« Tu as entendu ce que Mike Tomlinson a dit ? »
Gabrielle était visiblement contrariée. Mike Tomlinson est l’ancien directeur de l’Ofsted (Office for Standards in Education) et il est en train de revoir le système des A-Levels. En tant que prof, elle s’inquiétait sans doute de l’étendue de la réforme.
« Ah oui. On dirait qu’il va y avoir un sacré changement. »
Regard incrédule de Gabs. Puis le soulagement qui se peint sur son visage.
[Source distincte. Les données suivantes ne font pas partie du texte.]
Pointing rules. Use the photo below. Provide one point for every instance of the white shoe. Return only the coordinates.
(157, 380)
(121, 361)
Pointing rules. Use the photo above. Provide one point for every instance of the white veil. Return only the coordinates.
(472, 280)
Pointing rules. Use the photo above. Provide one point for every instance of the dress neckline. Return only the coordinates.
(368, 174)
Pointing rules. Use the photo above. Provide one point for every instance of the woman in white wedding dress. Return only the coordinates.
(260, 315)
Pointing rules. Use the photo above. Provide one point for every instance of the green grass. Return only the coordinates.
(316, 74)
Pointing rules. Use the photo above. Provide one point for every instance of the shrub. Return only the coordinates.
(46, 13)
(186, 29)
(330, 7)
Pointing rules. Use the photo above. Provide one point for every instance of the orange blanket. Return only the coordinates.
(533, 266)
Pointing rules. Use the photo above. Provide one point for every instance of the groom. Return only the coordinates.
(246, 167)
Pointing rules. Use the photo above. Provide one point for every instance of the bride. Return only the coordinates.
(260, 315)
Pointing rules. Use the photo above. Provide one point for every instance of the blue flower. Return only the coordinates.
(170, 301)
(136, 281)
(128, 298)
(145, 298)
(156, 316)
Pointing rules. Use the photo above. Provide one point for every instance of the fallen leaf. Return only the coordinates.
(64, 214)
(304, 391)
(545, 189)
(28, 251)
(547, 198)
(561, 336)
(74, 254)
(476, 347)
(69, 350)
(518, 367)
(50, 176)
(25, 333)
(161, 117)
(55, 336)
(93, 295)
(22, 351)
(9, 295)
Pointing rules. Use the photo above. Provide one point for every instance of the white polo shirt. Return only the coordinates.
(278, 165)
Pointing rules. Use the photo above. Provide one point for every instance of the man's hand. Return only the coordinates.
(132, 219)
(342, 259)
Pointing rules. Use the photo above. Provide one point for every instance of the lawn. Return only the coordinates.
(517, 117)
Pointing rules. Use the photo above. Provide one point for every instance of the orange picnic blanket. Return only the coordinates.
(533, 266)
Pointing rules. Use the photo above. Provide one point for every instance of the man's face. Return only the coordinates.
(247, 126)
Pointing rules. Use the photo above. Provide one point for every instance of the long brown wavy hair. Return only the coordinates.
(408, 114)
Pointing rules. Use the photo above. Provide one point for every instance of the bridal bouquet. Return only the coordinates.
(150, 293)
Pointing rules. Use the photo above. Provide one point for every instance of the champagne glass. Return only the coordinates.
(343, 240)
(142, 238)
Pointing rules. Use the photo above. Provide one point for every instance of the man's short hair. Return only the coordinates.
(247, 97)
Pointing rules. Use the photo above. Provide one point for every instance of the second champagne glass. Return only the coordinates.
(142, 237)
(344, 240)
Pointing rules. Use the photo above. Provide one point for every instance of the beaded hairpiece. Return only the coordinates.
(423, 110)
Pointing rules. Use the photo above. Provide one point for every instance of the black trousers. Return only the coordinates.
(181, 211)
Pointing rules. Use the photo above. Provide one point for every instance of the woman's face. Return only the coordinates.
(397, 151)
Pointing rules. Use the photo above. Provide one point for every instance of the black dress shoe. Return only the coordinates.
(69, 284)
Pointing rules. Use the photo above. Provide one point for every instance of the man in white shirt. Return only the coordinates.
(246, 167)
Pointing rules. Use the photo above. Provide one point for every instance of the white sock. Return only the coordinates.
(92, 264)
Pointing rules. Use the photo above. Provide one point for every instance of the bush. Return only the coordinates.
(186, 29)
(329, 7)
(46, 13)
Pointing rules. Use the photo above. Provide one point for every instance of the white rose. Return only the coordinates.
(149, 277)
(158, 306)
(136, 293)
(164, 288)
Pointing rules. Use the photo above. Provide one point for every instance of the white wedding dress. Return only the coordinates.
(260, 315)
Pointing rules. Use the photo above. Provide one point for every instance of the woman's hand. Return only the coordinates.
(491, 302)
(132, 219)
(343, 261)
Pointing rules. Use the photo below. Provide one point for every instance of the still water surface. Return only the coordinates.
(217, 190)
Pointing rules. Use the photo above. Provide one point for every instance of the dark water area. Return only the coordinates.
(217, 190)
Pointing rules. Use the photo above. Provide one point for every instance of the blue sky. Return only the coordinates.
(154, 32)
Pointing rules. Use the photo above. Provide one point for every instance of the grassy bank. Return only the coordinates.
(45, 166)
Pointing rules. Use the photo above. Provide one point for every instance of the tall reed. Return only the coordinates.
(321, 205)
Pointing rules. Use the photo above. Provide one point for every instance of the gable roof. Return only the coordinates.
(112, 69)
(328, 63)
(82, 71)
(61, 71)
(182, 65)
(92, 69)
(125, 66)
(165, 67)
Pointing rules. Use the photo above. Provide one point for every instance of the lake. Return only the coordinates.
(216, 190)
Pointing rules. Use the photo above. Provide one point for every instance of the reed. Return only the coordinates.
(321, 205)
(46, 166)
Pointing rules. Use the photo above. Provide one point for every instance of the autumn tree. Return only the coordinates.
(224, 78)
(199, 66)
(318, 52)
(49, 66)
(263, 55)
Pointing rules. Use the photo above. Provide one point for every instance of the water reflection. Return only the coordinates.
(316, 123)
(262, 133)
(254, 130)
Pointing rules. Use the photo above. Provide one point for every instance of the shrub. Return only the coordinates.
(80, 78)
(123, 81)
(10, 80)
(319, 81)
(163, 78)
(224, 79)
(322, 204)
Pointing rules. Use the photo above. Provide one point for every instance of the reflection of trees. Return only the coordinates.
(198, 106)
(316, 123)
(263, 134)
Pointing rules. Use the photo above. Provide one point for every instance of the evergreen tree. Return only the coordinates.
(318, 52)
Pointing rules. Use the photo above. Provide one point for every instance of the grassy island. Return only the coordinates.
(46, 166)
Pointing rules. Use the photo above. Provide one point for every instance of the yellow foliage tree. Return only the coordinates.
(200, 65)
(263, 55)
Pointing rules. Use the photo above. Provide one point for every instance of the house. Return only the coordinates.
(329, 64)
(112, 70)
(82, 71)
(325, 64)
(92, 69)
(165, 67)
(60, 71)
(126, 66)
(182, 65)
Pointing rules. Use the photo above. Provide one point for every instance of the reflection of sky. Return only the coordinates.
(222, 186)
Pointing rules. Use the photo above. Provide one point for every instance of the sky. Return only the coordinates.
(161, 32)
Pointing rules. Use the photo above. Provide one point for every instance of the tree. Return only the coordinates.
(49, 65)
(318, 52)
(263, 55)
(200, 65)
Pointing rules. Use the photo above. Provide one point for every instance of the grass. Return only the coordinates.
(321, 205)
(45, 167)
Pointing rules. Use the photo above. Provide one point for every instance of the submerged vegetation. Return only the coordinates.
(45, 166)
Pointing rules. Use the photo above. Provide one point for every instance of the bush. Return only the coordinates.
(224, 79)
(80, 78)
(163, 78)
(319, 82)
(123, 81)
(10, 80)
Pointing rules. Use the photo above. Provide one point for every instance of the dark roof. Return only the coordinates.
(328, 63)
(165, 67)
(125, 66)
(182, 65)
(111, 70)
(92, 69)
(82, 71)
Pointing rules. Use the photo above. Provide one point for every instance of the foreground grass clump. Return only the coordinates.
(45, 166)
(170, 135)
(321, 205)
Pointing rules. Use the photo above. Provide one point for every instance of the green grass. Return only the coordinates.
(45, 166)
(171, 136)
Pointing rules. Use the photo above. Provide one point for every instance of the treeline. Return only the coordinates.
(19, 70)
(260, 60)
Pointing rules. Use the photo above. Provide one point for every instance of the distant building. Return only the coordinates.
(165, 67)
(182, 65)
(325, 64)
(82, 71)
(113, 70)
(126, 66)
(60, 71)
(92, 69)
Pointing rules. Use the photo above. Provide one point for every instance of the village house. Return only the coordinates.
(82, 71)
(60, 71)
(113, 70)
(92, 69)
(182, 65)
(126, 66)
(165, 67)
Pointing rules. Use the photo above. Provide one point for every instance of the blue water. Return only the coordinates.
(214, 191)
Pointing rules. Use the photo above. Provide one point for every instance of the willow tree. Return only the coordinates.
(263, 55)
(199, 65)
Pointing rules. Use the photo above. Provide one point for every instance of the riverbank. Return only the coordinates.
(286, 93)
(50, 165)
« Tu n’as pas entendu ce qu’il a dit. Tu ne devineras jamais. »
Elle avait éveillé ma curiosité. Quelle ignominieuse déclaration avait-il donc faite ?
« Voici ce qu’a dit cet homme, qui se fait un souci monstre pour les niveaux d’éducation dans le pays, à un journaliste : « There will be less examinations (il y aura moins d’examens). »
Elle attendait visiblement une réaction de ma part. Quelque chose n’allait pas avec ce qu’il avait dit. J’ai prudemment avancé le commentaire suivant :
« C’est grotesque. Déjà qu’il n’y en a pas assez ! »
C’est là que j’ai perdu le respect d’une amie très chère. Elle voulait bien entendu parler de l’utilisation erronée de less suivi d’examinations . Less ne peut être utilisé que suivi de noms massifs tandis que dans ce cas, il est suivi d’un pluriel. La formulation correcte aurait dû être fewer examinations. C’est une erreur de grammaire qui devient de plus en plus courante dans la langue écrite et parlée, et même dans des journaux dits « sérieux » comme le Guardian.
On a tendance à penser que les personnes qui s’offusquent de telles erreurs sont tout simplement pédantes. C’est complètement faux ! La grammaire est centrale au langage. Elle s’insinue partout et permet d’associer idées et concepts. Classez la grammaire au rang d’accessoire et vous mettez en danger votre capacité à communiquer avec efficacité. C’est pour cela que des personnes comme Gabrielle s’irritent lorsque des personnes comme Mike Tomlinson (qui, je suppose, a reçu un niveau élevé d’éducation) ne lui témoignent pas le respect qu’elle mérite.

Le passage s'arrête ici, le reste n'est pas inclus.